Preparing Time Series Data For Neural Network Inputs

Posted on Apr 20, 2023

While working on my master’s thesis I needed some processing of temporal data such that it could be used as an input in TensorFlow Keras. Here I stumbled across the TimeseriesGenerator, which is a function from the Keras library. However, this is no longer recommended to be used by TensorFlow.

Instead, I found another function called timeseries_dataset_from_array. Which takes a Numpy array and converts it into a TensorFlow dataset-type object. I would not always recommend using this, and it might be easier to just create your own function for loading and separating the data. But the timeseries_dataset_from_array function is super neat if you are working with a lot of data and are trying to save space.

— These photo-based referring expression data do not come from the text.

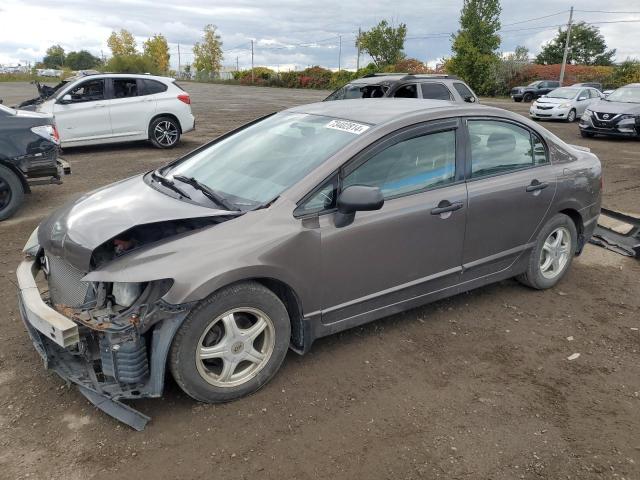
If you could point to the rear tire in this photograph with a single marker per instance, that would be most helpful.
(552, 255)
(164, 132)
(11, 192)
(216, 358)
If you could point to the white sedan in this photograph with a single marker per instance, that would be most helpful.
(110, 108)
(564, 103)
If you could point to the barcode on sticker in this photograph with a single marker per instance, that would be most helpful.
(345, 126)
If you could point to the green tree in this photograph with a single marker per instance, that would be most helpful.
(54, 57)
(122, 43)
(157, 49)
(383, 43)
(208, 53)
(81, 60)
(475, 45)
(586, 47)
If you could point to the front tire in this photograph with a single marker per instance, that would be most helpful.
(11, 192)
(164, 132)
(231, 344)
(551, 257)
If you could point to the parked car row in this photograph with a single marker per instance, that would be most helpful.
(296, 226)
(88, 109)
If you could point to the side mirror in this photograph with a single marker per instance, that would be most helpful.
(357, 198)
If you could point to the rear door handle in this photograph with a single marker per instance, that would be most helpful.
(445, 206)
(536, 185)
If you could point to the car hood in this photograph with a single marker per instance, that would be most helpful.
(554, 101)
(603, 106)
(78, 228)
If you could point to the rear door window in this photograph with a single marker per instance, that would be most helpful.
(500, 147)
(125, 87)
(435, 91)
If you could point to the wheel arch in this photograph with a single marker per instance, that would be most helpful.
(158, 115)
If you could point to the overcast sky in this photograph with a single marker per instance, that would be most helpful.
(289, 33)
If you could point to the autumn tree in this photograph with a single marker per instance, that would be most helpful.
(208, 53)
(587, 47)
(157, 49)
(54, 57)
(384, 43)
(122, 43)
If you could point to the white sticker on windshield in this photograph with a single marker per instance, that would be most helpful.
(346, 126)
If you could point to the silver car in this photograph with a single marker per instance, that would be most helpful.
(298, 225)
(564, 103)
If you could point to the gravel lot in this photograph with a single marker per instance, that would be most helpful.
(476, 386)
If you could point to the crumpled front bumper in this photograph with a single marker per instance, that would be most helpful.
(63, 346)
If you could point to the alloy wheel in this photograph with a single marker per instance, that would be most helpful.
(166, 133)
(555, 253)
(235, 347)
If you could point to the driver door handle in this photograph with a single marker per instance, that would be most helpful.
(445, 206)
(535, 185)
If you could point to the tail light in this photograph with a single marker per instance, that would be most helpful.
(49, 132)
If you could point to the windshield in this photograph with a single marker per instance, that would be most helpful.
(625, 95)
(256, 164)
(563, 93)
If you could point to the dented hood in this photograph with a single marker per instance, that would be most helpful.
(79, 227)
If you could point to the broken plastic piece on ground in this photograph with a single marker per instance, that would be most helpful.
(618, 232)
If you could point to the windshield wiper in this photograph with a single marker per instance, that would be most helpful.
(207, 192)
(164, 181)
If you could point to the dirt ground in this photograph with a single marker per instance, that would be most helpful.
(474, 387)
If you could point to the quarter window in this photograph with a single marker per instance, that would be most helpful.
(498, 147)
(125, 88)
(407, 91)
(435, 91)
(409, 166)
(89, 91)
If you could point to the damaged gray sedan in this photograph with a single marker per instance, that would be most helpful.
(293, 227)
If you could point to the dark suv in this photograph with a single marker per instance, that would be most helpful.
(28, 156)
(402, 85)
(533, 90)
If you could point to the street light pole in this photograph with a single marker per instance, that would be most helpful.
(566, 47)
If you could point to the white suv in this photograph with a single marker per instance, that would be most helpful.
(109, 108)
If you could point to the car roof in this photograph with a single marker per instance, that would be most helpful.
(377, 111)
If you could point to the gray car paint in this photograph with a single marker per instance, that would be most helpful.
(347, 276)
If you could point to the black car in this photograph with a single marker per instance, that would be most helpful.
(403, 85)
(533, 90)
(618, 114)
(28, 156)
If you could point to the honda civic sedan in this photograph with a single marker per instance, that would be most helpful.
(298, 225)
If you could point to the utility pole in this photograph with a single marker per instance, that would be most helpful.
(358, 42)
(179, 64)
(252, 62)
(566, 46)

So the function is meant to create sliding windows over your array. The function is defined with the following parameters

tf.keras.utils.timeseries_dataset_from_array(
    data,
    targets,
    sequence_length,
    sequence_stride=1,
    sampling_rate=1,
    batch_size=128,
    shuffle=False,
    seed=None,
    start_index=None,
    end_index=None
)

So you of course need to give it some data. You don’t necessarily have to specify the targets. For my thesis, I was working with autoencoders for reconstruction. So my targets are the same as my data. Depending on your problem type, this could be the next data point (for regression), or a label if you are trying to classify your data.

The next parameter you are going to want to set is the sequence length. This defined the number of consecutive time samples there will be in one output sample. With a caveat. If you set the sequence stride to anything lower than the sequence length, your output will be overlapped. Meaning if you set the sequence length to $256$ and you set the sequence stride to $128$, then for your first batch sample, all $256$ time samples will be unique. But for the second batch sample, there will be $128$ overlapped from the first batch sample and then $128$ unique samples. And so on.

You can use the sample rate parameter to downsample your signal if needed. If you want all data points to be included in the output set, then set it to $1$.

Then of course set the batch size to the size of the batches you need for training. The default is $128$, meaning there will be $128$ batches of $256$ time samples each.